Facing up to the facts – Science Spot

Technology increasingly relies on facial recognition, whether to unlock one’s smartphone or to monitor public spaces. However, faces move, cameras rarely face catch use perfectly face on. People tilt their heads, glance sideways, or are caught in the periphery of a busy scene. This issue thus remains a challenge for facial recognition systems that tend to need our full attention, as it were.

Research in the International Journal of Information and Communication Technology discusses a new approach developed by a team in China – the Guided Deformable Attention (GDA) network. Bin Deng and Guanghui Dengof Hunan University of Technology in Zhuzhou, Hunan, China, say this approach steps up to address the problem of rotated faces. The system could improve security systems as well as have applications in gaming and the entertainment industry in general.

Standard facial recognition systems use convolutional neural networks (CNNs) to detect features such as our eyes and nose based on their expected position in a straightforward, front-facing portrait. They are quite rigid in how they work and require fixed kernels to detect those features and confirm an identity based on the precise positions, size, and shape in the acquired image of the person’s face. The CNNs have been improved in recent years by allowing deformable convolutions, but this still does not work well in complicated real-world environments such as crowds or other busy scenes.

The new GDA network approach could solve the problem by introducing a guiding mechanism that helps the system remain focused on the face itself, regardless of orientation or background noise. The key innovation here is the system’s ability to maintain its focus on the essential structure of a face even when there are distractions in the scene. The system, the researchers explain, knows what a face looks like and can remain locked on it. This is not dissimilar to the ability of many modern digital cameras to track a moving object, such as an animal, and to focus lock on to the animal’s eye for the best photograph.

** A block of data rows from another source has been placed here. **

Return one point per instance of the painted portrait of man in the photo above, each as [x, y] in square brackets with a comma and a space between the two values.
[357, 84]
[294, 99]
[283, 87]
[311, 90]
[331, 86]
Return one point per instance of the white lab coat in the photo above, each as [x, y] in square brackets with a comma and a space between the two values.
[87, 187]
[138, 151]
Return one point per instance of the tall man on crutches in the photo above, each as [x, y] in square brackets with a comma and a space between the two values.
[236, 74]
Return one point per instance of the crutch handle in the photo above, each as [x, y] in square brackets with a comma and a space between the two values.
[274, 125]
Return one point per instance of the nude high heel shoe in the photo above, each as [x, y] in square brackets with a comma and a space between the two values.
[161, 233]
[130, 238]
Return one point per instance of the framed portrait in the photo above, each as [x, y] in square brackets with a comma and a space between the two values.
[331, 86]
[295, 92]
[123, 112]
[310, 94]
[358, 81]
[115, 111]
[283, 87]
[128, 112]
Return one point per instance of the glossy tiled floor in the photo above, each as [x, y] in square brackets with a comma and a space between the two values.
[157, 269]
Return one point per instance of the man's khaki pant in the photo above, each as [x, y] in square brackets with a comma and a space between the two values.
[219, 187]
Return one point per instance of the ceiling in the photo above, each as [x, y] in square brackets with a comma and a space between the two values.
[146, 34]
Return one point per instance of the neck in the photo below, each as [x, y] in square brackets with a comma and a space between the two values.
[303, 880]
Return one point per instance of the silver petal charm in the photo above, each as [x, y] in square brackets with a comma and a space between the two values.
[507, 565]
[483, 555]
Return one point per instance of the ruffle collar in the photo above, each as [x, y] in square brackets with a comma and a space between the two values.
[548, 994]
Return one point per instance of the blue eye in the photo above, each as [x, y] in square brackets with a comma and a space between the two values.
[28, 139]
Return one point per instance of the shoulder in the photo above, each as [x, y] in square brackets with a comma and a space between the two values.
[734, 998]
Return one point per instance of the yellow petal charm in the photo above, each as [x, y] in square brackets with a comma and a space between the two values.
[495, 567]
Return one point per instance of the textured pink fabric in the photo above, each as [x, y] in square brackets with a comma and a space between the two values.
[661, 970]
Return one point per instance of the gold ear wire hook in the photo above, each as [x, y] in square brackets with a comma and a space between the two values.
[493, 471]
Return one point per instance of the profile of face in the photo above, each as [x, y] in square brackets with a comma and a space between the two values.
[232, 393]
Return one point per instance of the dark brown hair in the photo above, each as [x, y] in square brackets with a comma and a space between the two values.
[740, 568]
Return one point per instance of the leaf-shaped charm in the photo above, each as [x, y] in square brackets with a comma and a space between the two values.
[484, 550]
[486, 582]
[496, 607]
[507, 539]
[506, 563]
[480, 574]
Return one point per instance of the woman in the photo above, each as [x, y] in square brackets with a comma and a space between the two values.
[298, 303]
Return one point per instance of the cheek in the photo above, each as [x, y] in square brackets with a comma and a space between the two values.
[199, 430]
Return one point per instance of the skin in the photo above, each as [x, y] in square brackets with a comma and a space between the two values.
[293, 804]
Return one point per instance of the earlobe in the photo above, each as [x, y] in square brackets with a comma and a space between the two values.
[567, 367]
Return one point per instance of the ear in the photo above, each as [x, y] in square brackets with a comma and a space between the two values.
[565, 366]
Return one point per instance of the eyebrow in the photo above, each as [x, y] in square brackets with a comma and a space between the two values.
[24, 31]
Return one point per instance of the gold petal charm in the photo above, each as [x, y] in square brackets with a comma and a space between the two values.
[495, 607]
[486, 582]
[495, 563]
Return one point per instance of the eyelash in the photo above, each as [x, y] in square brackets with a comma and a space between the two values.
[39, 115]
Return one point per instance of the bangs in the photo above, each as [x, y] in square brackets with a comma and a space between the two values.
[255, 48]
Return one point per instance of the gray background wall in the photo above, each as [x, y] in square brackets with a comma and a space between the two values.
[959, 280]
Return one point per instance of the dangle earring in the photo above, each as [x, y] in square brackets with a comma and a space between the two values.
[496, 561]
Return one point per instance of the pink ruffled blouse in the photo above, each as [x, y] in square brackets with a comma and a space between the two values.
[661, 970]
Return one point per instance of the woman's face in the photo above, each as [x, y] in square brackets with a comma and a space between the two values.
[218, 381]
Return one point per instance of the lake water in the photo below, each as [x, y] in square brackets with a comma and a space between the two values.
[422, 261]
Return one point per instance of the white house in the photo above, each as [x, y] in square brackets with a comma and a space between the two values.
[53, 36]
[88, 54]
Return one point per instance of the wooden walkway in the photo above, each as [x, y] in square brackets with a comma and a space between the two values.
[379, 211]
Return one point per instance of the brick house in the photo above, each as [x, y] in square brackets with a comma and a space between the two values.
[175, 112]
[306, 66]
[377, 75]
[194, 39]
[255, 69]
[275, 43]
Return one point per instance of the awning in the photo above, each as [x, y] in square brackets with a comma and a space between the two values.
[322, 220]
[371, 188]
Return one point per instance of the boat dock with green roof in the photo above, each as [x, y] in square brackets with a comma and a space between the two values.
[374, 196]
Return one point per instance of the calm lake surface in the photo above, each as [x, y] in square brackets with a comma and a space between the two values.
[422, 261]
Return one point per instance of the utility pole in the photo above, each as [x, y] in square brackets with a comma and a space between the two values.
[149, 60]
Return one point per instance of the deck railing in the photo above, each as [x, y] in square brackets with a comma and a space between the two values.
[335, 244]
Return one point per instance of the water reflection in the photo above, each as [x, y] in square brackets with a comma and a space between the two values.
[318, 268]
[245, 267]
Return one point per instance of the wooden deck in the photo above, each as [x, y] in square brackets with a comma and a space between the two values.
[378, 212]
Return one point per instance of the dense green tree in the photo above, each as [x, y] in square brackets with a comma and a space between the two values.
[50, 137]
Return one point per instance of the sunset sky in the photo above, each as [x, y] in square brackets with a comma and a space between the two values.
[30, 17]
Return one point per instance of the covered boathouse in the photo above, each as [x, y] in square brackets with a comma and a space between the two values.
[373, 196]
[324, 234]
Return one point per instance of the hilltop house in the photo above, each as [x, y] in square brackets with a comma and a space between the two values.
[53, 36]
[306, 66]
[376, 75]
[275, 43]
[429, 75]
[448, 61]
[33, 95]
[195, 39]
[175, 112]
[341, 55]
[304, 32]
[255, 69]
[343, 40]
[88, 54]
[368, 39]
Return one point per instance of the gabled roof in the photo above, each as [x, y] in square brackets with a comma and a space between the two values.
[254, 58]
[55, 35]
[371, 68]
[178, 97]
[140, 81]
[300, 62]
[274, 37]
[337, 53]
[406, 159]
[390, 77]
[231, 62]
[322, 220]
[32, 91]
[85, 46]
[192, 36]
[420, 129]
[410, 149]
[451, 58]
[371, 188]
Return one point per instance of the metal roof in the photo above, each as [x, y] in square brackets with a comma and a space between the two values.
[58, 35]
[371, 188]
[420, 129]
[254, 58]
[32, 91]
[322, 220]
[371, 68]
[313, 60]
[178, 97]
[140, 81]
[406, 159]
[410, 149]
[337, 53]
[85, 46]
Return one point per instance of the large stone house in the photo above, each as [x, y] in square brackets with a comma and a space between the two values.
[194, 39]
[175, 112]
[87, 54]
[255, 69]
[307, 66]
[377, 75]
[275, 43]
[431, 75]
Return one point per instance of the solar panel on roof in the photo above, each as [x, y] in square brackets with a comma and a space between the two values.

The GDA first identifies the location of the face within an image using an affine matrix, a mathematical method that allows the system to rotate or scale the image to get a better understanding of where the face might be. The second step is to refine this detection process using those deformable convolutions. It does this in such a way as to remain locked on the face and not turns its digital attention to competing objects or noise in the acquired image.

Thus, in security surveillance, where faces in a crowd rarely present themselves in perfect profile, the system can home in on a chosen face, and accurately detect that face in the crowd for subsequent identification. The approach is not limited to security and law enforcement. It could be used in virtual reality and augmented reality, where users’ faces are often seen from different angles yet accurate face detection is important to creating an immersive, real-time experience for the user.

Deng, B. and Deng, G. (2024) ‘Rotation-invariant face detection with guided deformable attention’, Int. J. Information and Communication Technology, Vol. 25, No. 8, pp.32–48.